First Mother’s Day dedicated to all mothers in Bologna: the report

by Claudia Ravaldi
LAURorA Onlus
LAURorA Onlus

Sunday 10 May Piazza Maggiore in Bologna was filled with blue, with sun, with light.

In a beautiful setting, in a city in great movement, a large group of people, family and friends, met in the blue to share an important and new message for Italian culture.

CiaoLapo and LAURorA discussed grief, loss, resilience, and said to each other that it is important to offer parents and families, including children, a space for mourning, a space to transform pain, a space to return to live.

For this reason, we thought that on Mother’s Day there could also be the right space for the mothers we represent. Mothers with hearts full of children and empty arms, or only partially full, full of love and precious stories to tell and share. They are my #mothers, they are in the name of that relationship they wove in the months of pregnancy and which they must partially renounce, after death. But only in part, because expectant mothers are made of the same substance as dreams, and there they go to fish for memories when lives have been too short.

However mothers, it is a slogan that I have carried in my heart since 2006.

When already being the mother of a two and a half year old child, in fact, erased from the collective memory Lapo, the stillborn child at term of pregnancy, as if it were a small marginal error in our biography, and not a expected, desired, known and raised child through my womb.

I wanted to reiterate, despite the current counterculture, that I was still a mother of two children, I had prepared myself to be, I knew I was about to embrace my second. I was a mother however, struggling with an absence that was difficult to manage, and full of double love, a piece for each of my two children.

The t-shirts designed for the flashmob summarize the essence of this thought that was born from CiaoLapo and was also adopted by LAURorA: respect for the experience of parents, for their feeling of being parents, for the memory of their children. #comunquemadri therefore, but also #chiahapauradelluttocactive, to underline how an empathic welcome and a respectful culture can make the difference in the elaboration of perinatal bereavement.

We want to look beyond the pain and inconsolability of the initial mourning ” explain the organizers ” and allow people to reflect on how an open, respectful and empathic community can foster resilience in our families made up of women, men, fathers, mothers, grandparents, children “.

The hashtag #chihapauradelluttocactive was designed to encourage personal reflection on our relationship with grief, death and dying. Paraphrasing “those who are afraid of the big bad wolf”, he wants to underline how easy it is to attribute a “naturally” negative meaning to the process of mourning up to the point of attributing negative and critical connotations to the mourner himself, who in our culture is not left free to express his mourning as he sees fit and therefore risks moving towards complicated mourning, not being able to do much else, in his rigid and frightened community to which he belongs.

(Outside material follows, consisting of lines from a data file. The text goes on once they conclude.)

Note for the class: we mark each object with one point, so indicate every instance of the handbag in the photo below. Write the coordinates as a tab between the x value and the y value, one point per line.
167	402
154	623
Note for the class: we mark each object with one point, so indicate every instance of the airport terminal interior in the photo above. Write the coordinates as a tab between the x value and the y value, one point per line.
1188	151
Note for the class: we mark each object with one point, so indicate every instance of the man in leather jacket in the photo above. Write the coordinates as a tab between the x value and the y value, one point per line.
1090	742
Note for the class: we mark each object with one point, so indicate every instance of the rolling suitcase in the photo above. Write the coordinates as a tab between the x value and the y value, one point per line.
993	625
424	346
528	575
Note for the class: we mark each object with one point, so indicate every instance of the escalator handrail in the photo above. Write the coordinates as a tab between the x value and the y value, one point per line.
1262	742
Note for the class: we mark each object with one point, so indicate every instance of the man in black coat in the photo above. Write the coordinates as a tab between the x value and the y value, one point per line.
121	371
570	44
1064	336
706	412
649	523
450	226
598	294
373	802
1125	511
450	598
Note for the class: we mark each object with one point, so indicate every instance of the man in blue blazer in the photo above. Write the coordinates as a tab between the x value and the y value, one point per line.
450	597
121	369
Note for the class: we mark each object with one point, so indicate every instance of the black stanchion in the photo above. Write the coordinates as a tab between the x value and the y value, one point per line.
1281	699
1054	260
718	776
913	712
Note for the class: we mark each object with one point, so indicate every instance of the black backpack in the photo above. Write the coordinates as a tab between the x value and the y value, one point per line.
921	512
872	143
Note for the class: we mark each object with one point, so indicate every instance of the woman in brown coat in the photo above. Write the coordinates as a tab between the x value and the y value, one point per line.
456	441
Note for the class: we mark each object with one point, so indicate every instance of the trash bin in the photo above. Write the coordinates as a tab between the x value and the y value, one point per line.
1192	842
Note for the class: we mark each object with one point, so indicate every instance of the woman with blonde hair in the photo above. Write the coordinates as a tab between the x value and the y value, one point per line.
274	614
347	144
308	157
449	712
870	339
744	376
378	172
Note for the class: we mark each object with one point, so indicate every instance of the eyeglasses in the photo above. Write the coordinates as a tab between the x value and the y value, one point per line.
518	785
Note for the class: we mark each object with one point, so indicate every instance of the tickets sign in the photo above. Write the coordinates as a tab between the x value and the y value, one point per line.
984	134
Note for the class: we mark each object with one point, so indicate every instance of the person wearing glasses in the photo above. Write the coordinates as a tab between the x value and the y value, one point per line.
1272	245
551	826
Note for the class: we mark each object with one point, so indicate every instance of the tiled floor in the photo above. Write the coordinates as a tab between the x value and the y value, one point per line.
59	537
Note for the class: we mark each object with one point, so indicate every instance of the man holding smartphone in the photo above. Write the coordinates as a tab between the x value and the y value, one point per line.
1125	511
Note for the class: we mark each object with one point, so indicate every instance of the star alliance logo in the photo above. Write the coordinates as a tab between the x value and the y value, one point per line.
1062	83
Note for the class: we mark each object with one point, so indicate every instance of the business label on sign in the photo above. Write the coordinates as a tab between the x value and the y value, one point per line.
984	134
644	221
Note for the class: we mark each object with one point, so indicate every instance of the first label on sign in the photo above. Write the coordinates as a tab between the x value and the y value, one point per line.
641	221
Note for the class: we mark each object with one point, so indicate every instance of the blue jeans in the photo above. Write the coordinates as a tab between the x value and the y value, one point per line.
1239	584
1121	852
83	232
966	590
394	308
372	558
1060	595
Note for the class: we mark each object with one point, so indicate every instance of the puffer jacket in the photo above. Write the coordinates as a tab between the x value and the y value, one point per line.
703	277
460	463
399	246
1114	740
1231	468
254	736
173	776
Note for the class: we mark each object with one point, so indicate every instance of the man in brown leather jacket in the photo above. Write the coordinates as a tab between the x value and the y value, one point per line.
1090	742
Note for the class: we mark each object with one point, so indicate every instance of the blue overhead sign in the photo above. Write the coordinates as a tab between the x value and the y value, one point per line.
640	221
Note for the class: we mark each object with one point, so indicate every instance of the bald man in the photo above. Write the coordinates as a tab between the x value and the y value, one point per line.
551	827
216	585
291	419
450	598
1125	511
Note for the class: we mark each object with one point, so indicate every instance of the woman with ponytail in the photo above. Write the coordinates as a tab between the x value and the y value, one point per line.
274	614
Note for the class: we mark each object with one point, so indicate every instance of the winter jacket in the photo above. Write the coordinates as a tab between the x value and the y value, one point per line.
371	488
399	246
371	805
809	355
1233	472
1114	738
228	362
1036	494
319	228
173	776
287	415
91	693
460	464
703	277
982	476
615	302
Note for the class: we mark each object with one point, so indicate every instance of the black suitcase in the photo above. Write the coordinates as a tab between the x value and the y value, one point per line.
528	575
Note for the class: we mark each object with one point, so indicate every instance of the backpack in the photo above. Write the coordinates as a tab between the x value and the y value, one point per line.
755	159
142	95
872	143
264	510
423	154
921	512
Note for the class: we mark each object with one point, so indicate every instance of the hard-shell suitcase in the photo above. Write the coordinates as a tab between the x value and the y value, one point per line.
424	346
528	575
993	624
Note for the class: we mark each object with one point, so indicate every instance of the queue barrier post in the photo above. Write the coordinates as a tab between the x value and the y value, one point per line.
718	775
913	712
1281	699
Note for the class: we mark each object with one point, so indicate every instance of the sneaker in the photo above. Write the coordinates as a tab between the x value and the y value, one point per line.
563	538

The hashtag was born on one of the rare sunny afternoons of this undecided spring thinking about how important it is for a person going through mourning to be able to feel the presence of a receptive, sensitive and supportive community around him, which is not frightened by a silence, a tear, a moment of difficulty, nor in front of a souvenir photo, the imprint of a small foot, a flashmob of families like the one just passed.

“Our first and exciting flashmob is for this” says Sara Pariani “we want to bring a testimony of life after mourning, a testimony of love for those who are there and for those who are no longer there”.

Among the most beautiful moments that have directly passed from the eyes to the heart, the circle of families who addressed a symbolic greeting to the children, saying all their names together. Particularly intense, the launch of balloons, which colored the square and the sky, and gave a smile to many children who passed by by chance in the square and returned home with an unexpected loot.

Our colorful t-shirts, over a hundred people involved, lots of families, good music and the sun: we couldn’t ask for more for our first flashmob.

Thanks to Sara and Andrea of LAURorA onlus for the great organizational support, thanks to the old and new families from many cities, thanks to the volunteers who every day allow bereaved families to have a little less fear, and to do a little less fear.